The maturation of the WildResearch Nightjar Survey over the last ten years would not have been possible without nourishment from many individuals and organizations, and so there are many thanks in order! Firstly, to Mike Boyd; your foresight and initiative is what started this whole thing. A similarly huge thanks is extended to all our Regional Coordinators since 2015, who really made it possible for Nightjar Surveys to become more than just a British Columbia initiative: Paul Preston, Gabriel Foley, Andrea Sidler, Rhiannon Pankratz, Alex and Virginia Noble-Dalton, Samuel Haché, Elora Grahame, Shayna Hamilton, Alicia Korpach, and Amélie Roberto-Charron. Thank you to all members of the WildResearch Board of Directors over the years, whose assistance and support helped guide the program and keep it on track. Special thanks as well to the hard-working technicians that really helped the WildResearch Nightjar Survey grow in 2014-2016: Virginia Noble-Dalton, Azim Shariff, and Alessandra Hood. Thanks to Rob Knight of the Community Mapping Network, who spent countless hours helping with design, hosting, and management of the Nightjar Atlas, without which we wouldn’t have been able to run the program. Of course, thank you to the many funders that helped build the program: MEC, the TD Friends of the Environment Foundation, the Nature Trust of British Columbia, the Pacific Conservation Assistance Fund, the Birds Canada Baillie Fund, the BC Naturalists’ Foundation, and the Government of Canada Science Horizons and Canada Summer Jobs programs. In-kind advertisement support from Birds Canada and a huge array of naturalist and non-profit organizations across Canada has also been pivotal in helping build our volunteer base across Canada.

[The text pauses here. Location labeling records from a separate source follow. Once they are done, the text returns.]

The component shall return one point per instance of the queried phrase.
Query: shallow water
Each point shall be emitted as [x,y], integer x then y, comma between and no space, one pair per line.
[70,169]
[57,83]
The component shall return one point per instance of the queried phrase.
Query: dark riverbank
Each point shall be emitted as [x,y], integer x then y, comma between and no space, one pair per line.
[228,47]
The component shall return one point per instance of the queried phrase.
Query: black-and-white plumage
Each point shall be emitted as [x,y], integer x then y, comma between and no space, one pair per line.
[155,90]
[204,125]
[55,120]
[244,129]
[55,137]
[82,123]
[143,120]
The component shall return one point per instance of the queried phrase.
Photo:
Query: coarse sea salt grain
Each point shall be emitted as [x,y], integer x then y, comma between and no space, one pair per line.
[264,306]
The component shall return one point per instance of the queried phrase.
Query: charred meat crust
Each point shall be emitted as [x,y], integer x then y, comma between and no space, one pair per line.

Most importantly, the WildResearch Nightjar Survey would not be possible without our invaluable community of citizen scientists. From the bottom of our hearts, thank you! Many of you have been surveying with us for years now, with a few veterans reaching seven years of surveys. The growth of the WildResearch Nightjar Survey has not always been without growing pains, so thank you for your patience and commitment as we work together towards the common goal of bird conservation.


WildResearch Nightjar Survey volunteers learning to detect Common Nighthawks at sunset. Photo: Jonathan DeMoor


Here’s to the future! We at WildResearch are confident that the next phase of the program with Birds Canada will continue to further the conservation science and outreach goals of the program. Most importantly, we are confident that the Canadian Nightjar Survey will make a meaningful contribution towards reversing nightjar population declines in Canada.

On behalf of the Regional Coordinators and the WildResearch Board of Directors, it’s been a real honour and privilege to steward this program in the first decade of its inception and we can’t wait to see it continue to grow and flourish!